Fortunately, Huang said this year’s flu quadrivalent vaccine covered specific H1N1 and B strains that had been circulating globally.
It was freely available to children aged six months to 12 years; those older than 65; Māori and Pacific people aged over 55; and those with underlying health conditions or significant mental illness.
Similarly, the updated bivalent Covid-19 booster, now available to all Kiwis over 30, worked more effectively against Omicron strains, including the currently-dominant XBB.
“To avoid spreading the flu, people should always stay home if they’re sick and not go to work – Covid-19 has taught us these lessons.”
Study points to poor air quality in ECE centres
Meanwhile, public health experts have urgently called for CO2 monitors to be freely supplied to all early childhood education centres ahead of winter, on the back of some troubling study findings.
ECE centres are well-known hot-spots for bugs and respiratory infections to spread over winter – and an estimated 84 per cent of 4-year-olds in New Zealand are currently in some sort of formal care.
Yet there’s been relatively little research into the air quality within these environments, despite ventilation being critical for reducing the risk of infections like influenza and Covid-19.
In a recent study, medical students used Aranet4 monitors to measure air quality within a sample of six ECE centres in Taranaki, finding that CO2 levels were higher than 1500 parts per million (ppm) at four of them.
Good ventilation was defined as being less than 800ppm of CO2.
The study found four out of seven sleep rooms, three out of five smaller activity rooms and two out of five larger activity rooms reached levels of CO2 more than 1500ppm.
The number of children per room with CO2 levels above 1500ppm varied from five to 15 children in the sleep rooms, 10 to 20 children in the smaller activity rooms and 10 to 25 children in the larger activity rooms.
Two out of the four sleep rooms with high CO2 levels didn’t have windows able to be opened, although the rest either had windows or sliding doors.
Public health physician Dr Jonathan Jarman said the study likely pointed to a wider problem of poor ventilation across the country’s ECE centres – particularly in colder regions.
“People are reluctant to open windows when it is cold. Many do not realise that heat pumps only recirculate air and do not bring in fresh air from outside.”
As CO2 monitoring made an “invisible problem visible”, Jarman and fellow health researchers have recommended the Ministry of Education (MoE) roll out monitors to all centres before winter, just as they were provided to state and state-integrated schools last year.
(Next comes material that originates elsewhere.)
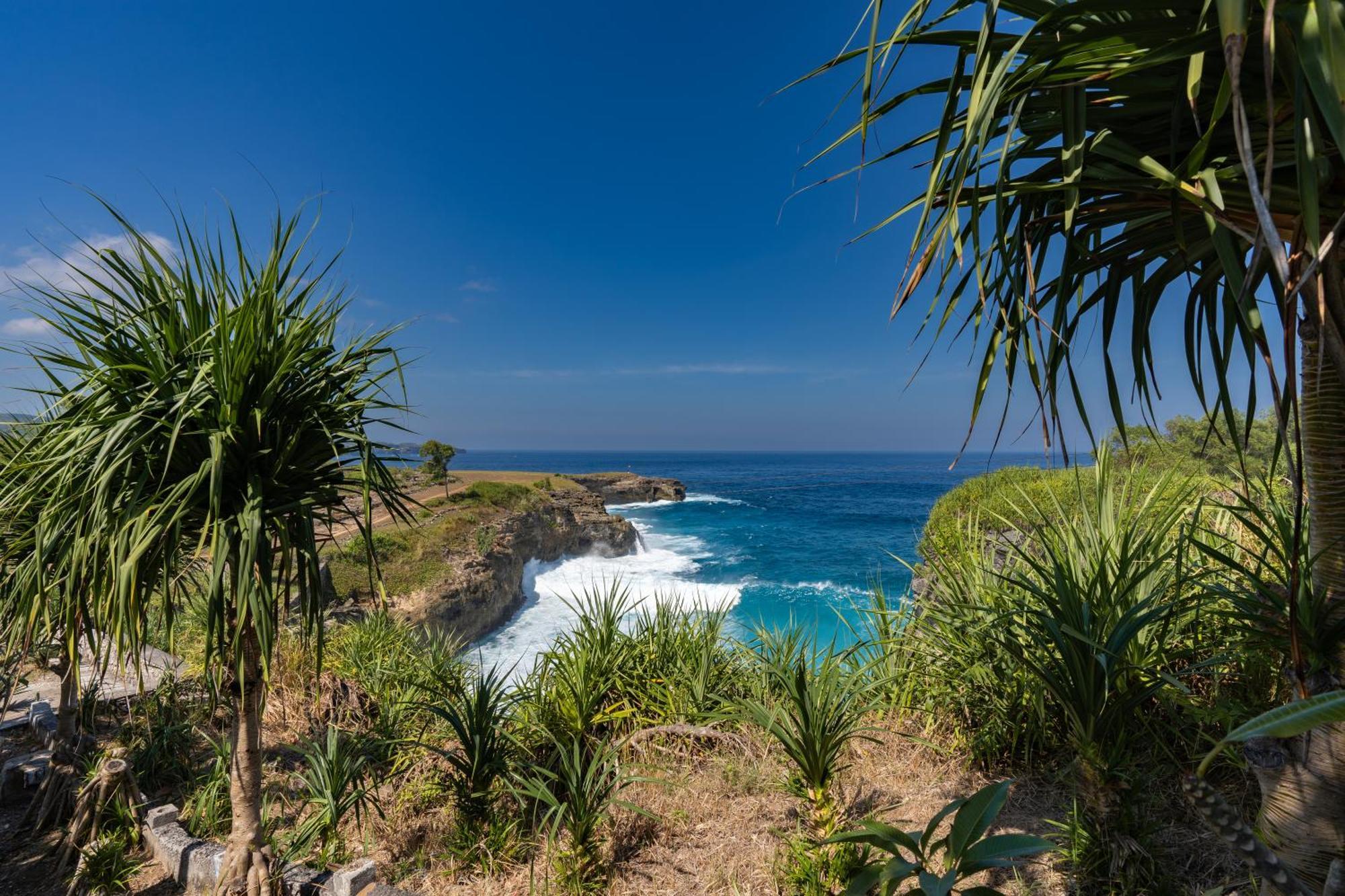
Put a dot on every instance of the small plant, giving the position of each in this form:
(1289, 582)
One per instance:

“Understandably we have become fixated on Covid over the last three years but there are also all the other respiratory viruses that cause illness in children,” he said.
“And it is not just the kids that get sick. They take the bugs home and give them to the rest of their family and to the grandparents.
“Measuring CO2 and improving ventilation should become routine for all ECEs, as well as all the other things they do to protect the health of their children.”
The ministry had already taken some steps to address the problem.
MoE’s acting operations and integrations leader Karen Walfisch said licensing criteria for centre-based services required ventilation – natural or mechanical – that allowed fresh air to circulate, particularly in sanitary and sleep areas.
The ministry also published ventilation guidance for schools and centres, she said, and last year provided funding for around 1700 centres to help purchase portable Aranet4 CO2 monitors.
“Early childhood services and other education providers are also able to purchase additional CO2 monitors and air purifiers at a discounted price directly from the ministry’s supplier.”